Akkemik, fosil ağaçlar günümüzdeki örnekleriyle karşılaştırıldığında bazılarının çok yakın bazılarının da tamamen farklı bir türe büründüğünü belirterek, şöyle konuştu:
"Bu da ağaçlardaki evrimleşme sürecini gösteriyor. Türkiye'de en fazla fosil ağaçlar, 18-23 milyon yıl öncesini kapsayan erken miyosen dönemine ait. Bugün sadece Kuzey Amerika'da Kaliforniya sahillerinde yaşayan sekoyaların ataları, bataklık servileri çıkıyor. Yaklaşık 30-35 milyon yıl öncesinde Türkiye'de görülmeye başlayan bu iki ağaç 5 milyon yıl öncesine kadar çıkıyor. Türkiye kömürlerinin de çoğu, özellikle Trakya kömürlerinin büyük kısmı bu ağaçlardan oluşuyor. Türkiye'deki fosil ağaçlar özellikle Orta Anadolu'da, Bolu ile Ankara arasındaki vadide yoğunlaşıyor. Bu bölgede günümüzde kaybolan çam fosilleri, ceviz, mimoza, defnegiller var. Yine Kilyos ve Trakya'da da fosil ağaçlar bulunuyor. Dünya üzerinde Erguvan ağacının ilk fosil örneği Çankırı Çerkeş'de bulundu. 3-5 milyon yıl öncesine kadar gidiyor. Yine Gökçeada'da da 18-23 milyon yıl öncesine ait fosil orman niteliğinde bir alan var. Kayın, gürgen, kayacık sekoya, servi, palmiye, kızılağaç örnekleri toplandı. "

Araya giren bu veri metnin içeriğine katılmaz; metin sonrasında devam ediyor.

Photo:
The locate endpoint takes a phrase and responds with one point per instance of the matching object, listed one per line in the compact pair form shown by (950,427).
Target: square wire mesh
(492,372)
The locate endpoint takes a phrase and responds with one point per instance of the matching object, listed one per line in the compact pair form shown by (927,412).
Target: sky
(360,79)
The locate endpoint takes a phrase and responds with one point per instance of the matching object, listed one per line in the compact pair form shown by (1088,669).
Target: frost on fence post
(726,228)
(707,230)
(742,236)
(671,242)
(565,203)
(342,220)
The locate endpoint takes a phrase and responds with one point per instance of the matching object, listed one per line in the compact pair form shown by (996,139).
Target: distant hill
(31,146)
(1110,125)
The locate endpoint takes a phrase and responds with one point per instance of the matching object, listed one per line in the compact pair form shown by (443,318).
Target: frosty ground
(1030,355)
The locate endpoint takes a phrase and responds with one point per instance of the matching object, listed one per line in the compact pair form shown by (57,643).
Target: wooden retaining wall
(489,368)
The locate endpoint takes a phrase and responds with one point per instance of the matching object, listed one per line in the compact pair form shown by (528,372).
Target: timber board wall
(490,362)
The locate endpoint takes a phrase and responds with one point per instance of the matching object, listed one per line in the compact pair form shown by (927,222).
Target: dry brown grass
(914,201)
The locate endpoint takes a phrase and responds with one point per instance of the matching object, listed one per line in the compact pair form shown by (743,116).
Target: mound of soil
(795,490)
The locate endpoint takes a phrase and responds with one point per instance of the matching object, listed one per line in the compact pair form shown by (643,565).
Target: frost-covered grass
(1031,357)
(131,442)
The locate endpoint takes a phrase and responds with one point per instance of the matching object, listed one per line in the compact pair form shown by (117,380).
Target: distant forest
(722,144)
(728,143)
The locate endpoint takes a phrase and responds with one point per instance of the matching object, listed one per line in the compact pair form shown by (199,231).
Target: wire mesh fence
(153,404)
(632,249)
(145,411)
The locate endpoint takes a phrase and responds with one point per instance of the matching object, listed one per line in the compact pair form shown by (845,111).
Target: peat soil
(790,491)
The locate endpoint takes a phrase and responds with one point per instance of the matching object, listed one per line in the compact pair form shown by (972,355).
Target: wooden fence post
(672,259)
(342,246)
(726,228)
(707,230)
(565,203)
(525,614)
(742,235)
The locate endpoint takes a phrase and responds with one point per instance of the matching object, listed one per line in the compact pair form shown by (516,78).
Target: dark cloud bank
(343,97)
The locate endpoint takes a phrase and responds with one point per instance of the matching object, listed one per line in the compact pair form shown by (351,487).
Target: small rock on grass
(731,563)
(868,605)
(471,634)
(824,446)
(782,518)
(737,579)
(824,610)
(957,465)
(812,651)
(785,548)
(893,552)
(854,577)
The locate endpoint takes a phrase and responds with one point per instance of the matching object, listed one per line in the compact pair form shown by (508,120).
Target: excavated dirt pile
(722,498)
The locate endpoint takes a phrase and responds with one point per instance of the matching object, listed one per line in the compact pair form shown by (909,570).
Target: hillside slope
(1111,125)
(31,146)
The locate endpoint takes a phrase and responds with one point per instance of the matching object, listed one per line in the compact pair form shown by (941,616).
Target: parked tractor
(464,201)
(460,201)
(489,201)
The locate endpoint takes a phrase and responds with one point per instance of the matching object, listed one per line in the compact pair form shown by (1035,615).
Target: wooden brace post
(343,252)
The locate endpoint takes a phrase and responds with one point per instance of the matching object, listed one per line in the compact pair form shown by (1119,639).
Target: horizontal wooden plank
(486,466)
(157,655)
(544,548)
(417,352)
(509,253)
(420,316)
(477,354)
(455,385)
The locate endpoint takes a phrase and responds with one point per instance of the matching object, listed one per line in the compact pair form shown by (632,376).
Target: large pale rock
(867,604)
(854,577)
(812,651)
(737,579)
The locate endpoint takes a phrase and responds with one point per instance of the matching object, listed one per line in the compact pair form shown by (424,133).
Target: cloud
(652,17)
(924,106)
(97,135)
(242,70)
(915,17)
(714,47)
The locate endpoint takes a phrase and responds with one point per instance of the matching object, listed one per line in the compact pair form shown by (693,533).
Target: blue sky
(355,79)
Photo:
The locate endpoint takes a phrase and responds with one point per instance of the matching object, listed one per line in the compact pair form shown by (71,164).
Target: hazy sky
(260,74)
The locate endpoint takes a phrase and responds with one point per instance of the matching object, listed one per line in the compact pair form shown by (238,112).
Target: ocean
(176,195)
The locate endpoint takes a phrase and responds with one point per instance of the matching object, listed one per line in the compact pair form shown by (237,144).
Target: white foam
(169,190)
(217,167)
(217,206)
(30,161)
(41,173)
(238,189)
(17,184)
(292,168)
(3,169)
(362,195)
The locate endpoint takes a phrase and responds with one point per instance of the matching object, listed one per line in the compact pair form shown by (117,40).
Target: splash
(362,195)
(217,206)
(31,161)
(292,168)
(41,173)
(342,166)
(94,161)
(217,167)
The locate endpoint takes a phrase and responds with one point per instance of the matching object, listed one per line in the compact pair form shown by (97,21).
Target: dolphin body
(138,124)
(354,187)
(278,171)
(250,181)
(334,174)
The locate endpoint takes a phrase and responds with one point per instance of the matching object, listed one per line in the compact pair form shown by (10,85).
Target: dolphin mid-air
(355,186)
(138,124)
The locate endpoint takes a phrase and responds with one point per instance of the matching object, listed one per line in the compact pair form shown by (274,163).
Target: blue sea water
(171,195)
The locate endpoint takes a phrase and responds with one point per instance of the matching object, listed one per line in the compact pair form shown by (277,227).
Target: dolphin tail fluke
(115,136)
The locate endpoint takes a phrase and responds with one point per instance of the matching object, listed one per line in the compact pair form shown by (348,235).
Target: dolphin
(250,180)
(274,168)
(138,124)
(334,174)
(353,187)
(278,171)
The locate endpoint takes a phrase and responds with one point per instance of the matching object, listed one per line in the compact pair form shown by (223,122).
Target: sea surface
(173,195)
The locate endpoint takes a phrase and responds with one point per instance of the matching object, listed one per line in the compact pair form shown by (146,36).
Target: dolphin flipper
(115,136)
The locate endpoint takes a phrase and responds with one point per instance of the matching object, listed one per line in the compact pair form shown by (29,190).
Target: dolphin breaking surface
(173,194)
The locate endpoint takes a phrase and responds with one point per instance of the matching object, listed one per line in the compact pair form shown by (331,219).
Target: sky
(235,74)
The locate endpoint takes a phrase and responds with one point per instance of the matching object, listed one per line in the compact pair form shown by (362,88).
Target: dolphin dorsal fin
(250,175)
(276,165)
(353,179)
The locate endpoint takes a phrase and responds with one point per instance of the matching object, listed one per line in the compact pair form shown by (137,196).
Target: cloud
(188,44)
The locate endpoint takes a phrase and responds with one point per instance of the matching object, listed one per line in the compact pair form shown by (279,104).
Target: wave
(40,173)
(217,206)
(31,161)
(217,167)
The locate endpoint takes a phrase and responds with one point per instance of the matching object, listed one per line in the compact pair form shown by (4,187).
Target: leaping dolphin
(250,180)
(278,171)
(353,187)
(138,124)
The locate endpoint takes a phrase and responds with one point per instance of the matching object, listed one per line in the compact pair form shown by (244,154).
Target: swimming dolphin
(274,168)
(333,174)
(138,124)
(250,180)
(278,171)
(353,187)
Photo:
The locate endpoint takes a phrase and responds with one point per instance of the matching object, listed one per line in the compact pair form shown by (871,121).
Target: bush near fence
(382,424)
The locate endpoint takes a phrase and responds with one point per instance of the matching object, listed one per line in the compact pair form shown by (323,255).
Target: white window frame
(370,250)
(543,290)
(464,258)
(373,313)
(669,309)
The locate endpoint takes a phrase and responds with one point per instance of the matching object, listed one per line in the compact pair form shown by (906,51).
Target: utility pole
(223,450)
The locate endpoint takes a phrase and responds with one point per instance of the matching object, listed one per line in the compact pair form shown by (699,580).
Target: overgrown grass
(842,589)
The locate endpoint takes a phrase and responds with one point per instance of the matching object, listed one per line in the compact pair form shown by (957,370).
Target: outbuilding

"Türkiye'de fosillerle ilgili yasa yok"
Son zamanlarda sosyal medyada fosillerle ilgili gruplar oluşmaya başladığını, insanların duyarlı hale geldiğini, taşlaşmış ağaçlar, deniz ve yaprak fosillerinin toplandığını dile getiren Akkemik, sözlerini şöyle tamamladı:
"Türkiye'de fosillerle ilgili net bir yasa yok. Bunların toplanması konusunda kısıtlama getirilmesi, topluca bulunduğu alanlarda koruma önlemleri alınması lazım. İnsanlar duyarlı davranıp fosilleri görmek, bulunduğu coğrafyanın tarihi öğrenmek istiyor. Özellikle her ilde insanların doğaya gidip görmesi, toplayıp tahrip etmesi yerine, fosillerden bir kaç parçanın getirilip bir yerde, bağımsız fosil orman müzesi ya da arkeoloji müzelerinin yanında oluşturulacak bir yerde bunlar sergilenebilir. Böylece daha fazla insana ulaşılabilir. Fosil ormanları korunması şartıyla turizm açısından da değerlendirilebilir. Örneğin Arizona Fosil Ormanı ya da yakınımızdaki Midilli Adası Fosil Ormanı her yıl onbinlerce turist tarafından ziyaret edilmektedir."